Almost 10 years on from the global financial crisis (GFC), a historic event that wreaked havoc on most economies, it’s quite remarkable to consider the growth in Australian mortgages over that time. Back in December 2006, the home loan market was worth $820 billion of outstanding lending. A decade later it has effectively doubled to $1.62 trillion.
This content is available exclusively to
The Adviser premium members.
Strong housing markets, rising loan values and a quarter century of uninterrupted economic growth have been blessings for the broker industry. Today mortgage brokers are the channel of choice for Australian borrowers.
Each potential headwind, every major change, from the introduction of NCCP to APRA’s investor lending crackdown, has created opportunities. In 2017, the broker proposition has never been stronger.
Of course, not everyone will agree. Sentiment among brokers has typically veered towards the negative whenever a big change is on the horizon. Right now, it’s the reviews by ASIC and Stephen Sedgwick into broker remuneration that has everyone talking. Fear and anxiety, confusion and angst are all being felt by the pessimists. The optimists are busy planning their next move.
“Any change in any industry causes unrest — as was the case in 2008 with the NCCP recommendations,” Aussie Home Loans CEO James Symond says. “There are certainly similarities emerging here today. At the time, some people were concerned, but actually the changes were appropriate, well-considered and drove better customer outcomes.”
There has been plenty of noise generated by the ASIC and Sedgwick reviews (the latter in particular). Pessimists will look upon these with dismay and tell you the world is about to collapse. Optimists see the silver lining. Deloitte financial services partner James Hickey is one of them. “If we look at the ASIC review, the key positive to come out of it was that there is no smoking gun in the broker industry,” Mr Hickey says.
“There is no fundamentally broken advice model and no clear evidence of bad customer outcomes. Both reviews found that, which I think is a clear vote of confidence in the industry and the current delivery model to customers. That was a real positive and put to bed any concerns that there was a systemic underlying issue out there.”

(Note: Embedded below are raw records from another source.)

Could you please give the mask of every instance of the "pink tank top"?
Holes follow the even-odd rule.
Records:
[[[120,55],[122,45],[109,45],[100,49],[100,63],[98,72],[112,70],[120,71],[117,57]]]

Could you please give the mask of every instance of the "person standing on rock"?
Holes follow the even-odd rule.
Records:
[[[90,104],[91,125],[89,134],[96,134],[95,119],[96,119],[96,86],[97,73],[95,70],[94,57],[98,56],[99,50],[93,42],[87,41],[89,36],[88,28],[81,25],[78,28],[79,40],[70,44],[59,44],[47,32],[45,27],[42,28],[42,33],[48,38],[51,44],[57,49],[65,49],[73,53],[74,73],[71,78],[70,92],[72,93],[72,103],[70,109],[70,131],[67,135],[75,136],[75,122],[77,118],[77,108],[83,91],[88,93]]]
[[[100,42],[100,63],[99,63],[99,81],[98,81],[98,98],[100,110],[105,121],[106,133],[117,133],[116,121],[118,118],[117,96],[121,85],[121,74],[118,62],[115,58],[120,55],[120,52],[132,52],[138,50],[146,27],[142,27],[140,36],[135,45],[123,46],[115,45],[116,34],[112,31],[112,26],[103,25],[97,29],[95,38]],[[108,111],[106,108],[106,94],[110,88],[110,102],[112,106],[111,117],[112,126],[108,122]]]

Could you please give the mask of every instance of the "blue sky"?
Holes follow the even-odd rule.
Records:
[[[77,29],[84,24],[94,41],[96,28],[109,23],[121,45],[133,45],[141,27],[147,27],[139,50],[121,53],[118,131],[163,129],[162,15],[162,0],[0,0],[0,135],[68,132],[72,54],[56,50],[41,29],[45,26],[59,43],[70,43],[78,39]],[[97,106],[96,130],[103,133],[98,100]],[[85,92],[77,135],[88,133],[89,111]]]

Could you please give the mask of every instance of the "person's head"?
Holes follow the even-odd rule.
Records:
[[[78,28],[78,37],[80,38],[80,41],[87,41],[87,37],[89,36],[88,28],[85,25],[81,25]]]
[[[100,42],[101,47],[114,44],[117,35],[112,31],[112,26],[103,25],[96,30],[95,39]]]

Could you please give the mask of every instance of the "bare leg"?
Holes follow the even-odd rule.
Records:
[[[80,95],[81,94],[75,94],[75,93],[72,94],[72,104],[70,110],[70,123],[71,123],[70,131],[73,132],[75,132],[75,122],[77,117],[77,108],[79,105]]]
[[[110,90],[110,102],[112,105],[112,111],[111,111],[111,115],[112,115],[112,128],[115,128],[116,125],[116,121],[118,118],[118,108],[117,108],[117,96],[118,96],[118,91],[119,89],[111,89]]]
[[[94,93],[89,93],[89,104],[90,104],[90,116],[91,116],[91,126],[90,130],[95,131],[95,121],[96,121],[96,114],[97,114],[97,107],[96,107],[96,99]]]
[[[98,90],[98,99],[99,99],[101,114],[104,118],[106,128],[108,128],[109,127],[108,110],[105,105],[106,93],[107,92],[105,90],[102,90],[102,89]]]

While the broker industry largely criticised Sedgwick’s final report, Mr Hickey believes it contains “powerful findings” that support not only the role brokers play in the marketplace, but also the significant part they play in fostering competition.
“If you were an external party looking at the mortgage market in Australia, where half of loans are written by brokers, and you are trying to look at mechanisms that could dramatically change that sector, neither review has identified those or suggested that they need to change.”
The Adviser has been supporting mortgage broking for a decade, charted its rise, and will be backing brokers for many more years to come. In this 10th anniversary special edition, we look back on the major events that shaped mortgage broking as we know it today.
From regulation to remuneration and fluctuations in the lending landscape, the third-party channel has emerged triumphant.